After the first few comments from her, I had a revelation. Not exactly thunderstruck, but a whole bunch of lights went blazing over my head. Classic cartoon light bulbs. And, I was able to be professional and see how she was using our relationship in an attempt to manipulate me the way she has been sharing that she does with other people. Heady stuff.
Interesting aspects are that she kept it up for the entire two-hour lunch (slow eaters and fast talkers, the only defense we have for taking so long), and then when I left the table at the restaurant to use the restroom, she made the same attempts directly to my friend. I know this because my friend called me later and told me what had happened.
And, I know that both of us managed this uncomfortable afternoon well because my errands included returning library books and stopping at the help center to drop off more eyeglasses. When there I asked to chat with my therapist and shared what had happened. It felt a little weird, but it was nice to be reassured that my instincts were spot on today.
I feel so sad about her circumstances. Allowing her to live with me for a while, driving her to another state or giving her money or buying things for her is not going to help either of us, but most especially not her. That I had the opportunity to reinforce this process right before next week's training is pretty amazing. These interactions have been happening between me and my clients from the beginning, four years ago.

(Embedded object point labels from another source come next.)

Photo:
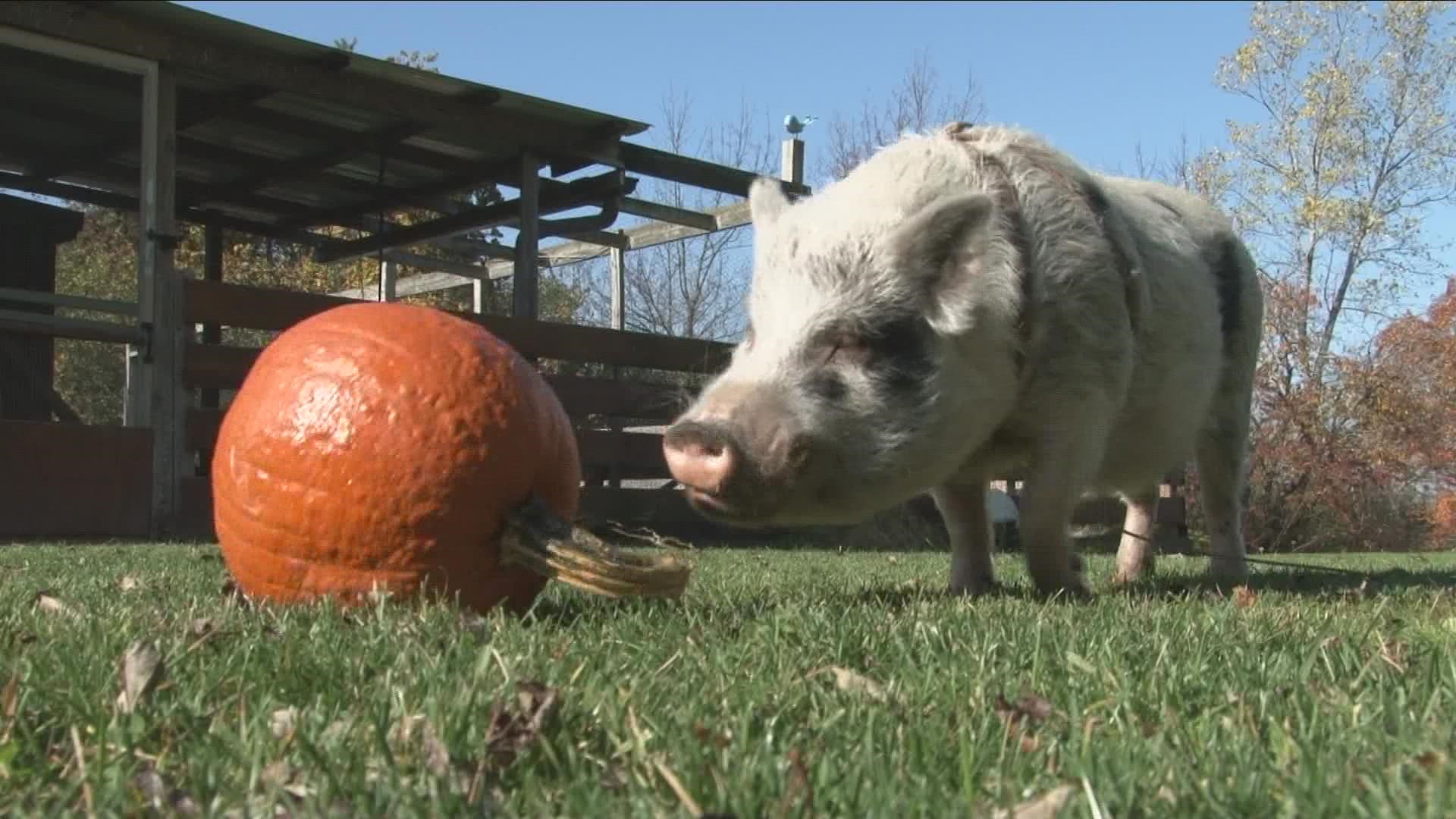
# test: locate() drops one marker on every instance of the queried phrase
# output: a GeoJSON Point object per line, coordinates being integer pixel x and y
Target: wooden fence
{"type": "Point", "coordinates": [598, 406]}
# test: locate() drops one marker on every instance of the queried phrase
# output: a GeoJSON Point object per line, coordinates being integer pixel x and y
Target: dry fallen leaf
{"type": "Point", "coordinates": [437, 757]}
{"type": "Point", "coordinates": [159, 795]}
{"type": "Point", "coordinates": [799, 792]}
{"type": "Point", "coordinates": [1044, 806]}
{"type": "Point", "coordinates": [281, 722]}
{"type": "Point", "coordinates": [277, 773]}
{"type": "Point", "coordinates": [142, 670]}
{"type": "Point", "coordinates": [854, 682]}
{"type": "Point", "coordinates": [52, 604]}
{"type": "Point", "coordinates": [1430, 760]}
{"type": "Point", "coordinates": [513, 729]}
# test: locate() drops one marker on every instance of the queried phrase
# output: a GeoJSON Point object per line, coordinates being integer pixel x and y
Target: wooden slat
{"type": "Point", "coordinates": [256, 308]}
{"type": "Point", "coordinates": [637, 452]}
{"type": "Point", "coordinates": [218, 366]}
{"type": "Point", "coordinates": [55, 484]}
{"type": "Point", "coordinates": [109, 27]}
{"type": "Point", "coordinates": [194, 513]}
{"type": "Point", "coordinates": [639, 455]}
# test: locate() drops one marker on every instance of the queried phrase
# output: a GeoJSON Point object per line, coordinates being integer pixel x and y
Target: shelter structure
{"type": "Point", "coordinates": [190, 118]}
{"type": "Point", "coordinates": [187, 117]}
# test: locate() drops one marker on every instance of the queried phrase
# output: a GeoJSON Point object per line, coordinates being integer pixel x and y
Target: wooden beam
{"type": "Point", "coordinates": [639, 237]}
{"type": "Point", "coordinates": [111, 27]}
{"type": "Point", "coordinates": [64, 327]}
{"type": "Point", "coordinates": [124, 202]}
{"type": "Point", "coordinates": [64, 300]}
{"type": "Point", "coordinates": [576, 194]}
{"type": "Point", "coordinates": [397, 199]}
{"type": "Point", "coordinates": [264, 308]}
{"type": "Point", "coordinates": [619, 289]}
{"type": "Point", "coordinates": [669, 213]}
{"type": "Point", "coordinates": [696, 172]}
{"type": "Point", "coordinates": [41, 385]}
{"type": "Point", "coordinates": [526, 284]}
{"type": "Point", "coordinates": [109, 145]}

I have some slip-ups, as in giving money and things like that, but I have gradually learned to rein in those impulses, declining when it is in everyone's best interest to not do or give something. I made one terrible mistake earlier this year when I returned a telephone call to a client using my cell phone instead of the reference desk phone. It is fortunate that that did not become a problem issue, although I and the librarian were concerned for a while. A misstep that I will not repeat.
And, that is what today was about. I disappointed a person who wanted all kinds of personal resources from me. I paid attention to what was happening and made all the right decisions about how to handle the situation. This kind of circumstance is going to happen more regularly from now on. My best guess is that a core skill is learning how to help people without hurting them big-picture-wise. This is not original with me, but helping someone when you can is almost always a great thing, but rescuing someone is not good or healthy for either party, the rescuer or the rescued. The line between those two, helping and rescuing is so small that it can be difficult to know where one ends and the other begins.
I want to help. Simple as that. I do not want to become enmeshed in other people's lives. This work is not about me, it is solely about the other person. I am already good about listening, helping and referring, about caring about other people; now I need the skills to make sure that I build the knowledge and wisdom to do it for the best result.
This has been a most interesting day, and it would not have been nearly as successful were it not for the help and guidance of a truly great therapist.